Le Président Félix Tshisekedi et l'opposant Martin Fayulu au Palais de la nation en juin 2025. Photo : Présidence de la République
AFP

Rédaction Kinshasa
Kinshasa - 10 AOÛT 2025 - 17:21 WAT · 2 min de lecture

Contre toute attente, la coalition Lamuka, dirigée par Fayulu, est absente du gouvernement Suminwa 2. Elle considère cette décision comme une manœuvre dilatoire du pouvoir, destinée à retarder le dialogue national et, en réalité, à préparer un dépassement du délai constitutionnel pour l’organisation des élections générales prévues en 2028.
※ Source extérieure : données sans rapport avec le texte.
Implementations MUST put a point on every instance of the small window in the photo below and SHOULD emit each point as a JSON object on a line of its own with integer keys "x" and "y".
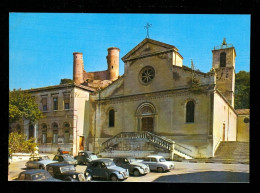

« Pour nous, il est hors de question de différer le dialogue pour préparer un glissement. Y a-t-il un seul Congolais qui accepterait l’absence d’élections en 2028 ? », s’interroge Prince Epenge, porte-parole de Lamuka, à son retour d’un séjour à l’étranger, lors d’une déclaration à la presse à l’aéroport de Ndjili.

Selon lui, le président Tshisekedi souhaitait intégrer la coalition Lamuka au sein du nouveau gouvernement, mais son leader a décliné l’offre. Pourquoi ce refus, alors que tout semblait indiquer un rapprochement ? Prince Epenge répond :

« Nous avons refusé car l’urgence est de pacifier le pays, de libérer les territoires occupés au Nord et Sud-Kivu, de réconcilier les Congolais et d’amorcer les réformes, notamment électorales. À deux ans et demi de la fin du mandat de Félix Tshisekedi, il est temps d’agir. »

Le gouvernement Suminwa 2 compte 53 membres, avec l’entrée de plusieurs personnalités issues de la société civile et des partis de la coalition au pouvoir. Parmi elles, l’opposant Adolphe Muzito, nommé vice-Premier ministre chargé du Budget.

Fayulu, comme plusieurs autres acteurs de l’opposition — armée ou non —, appelle à la tenue rapide d’un dialogue national. Selon eux, seul ce cadre permettra d’identifier les causes profondes de la crise sécuritaire et politique qui secoue le pays, et d’ouvrir la voie à la réconciliation et à la cohésion nationales.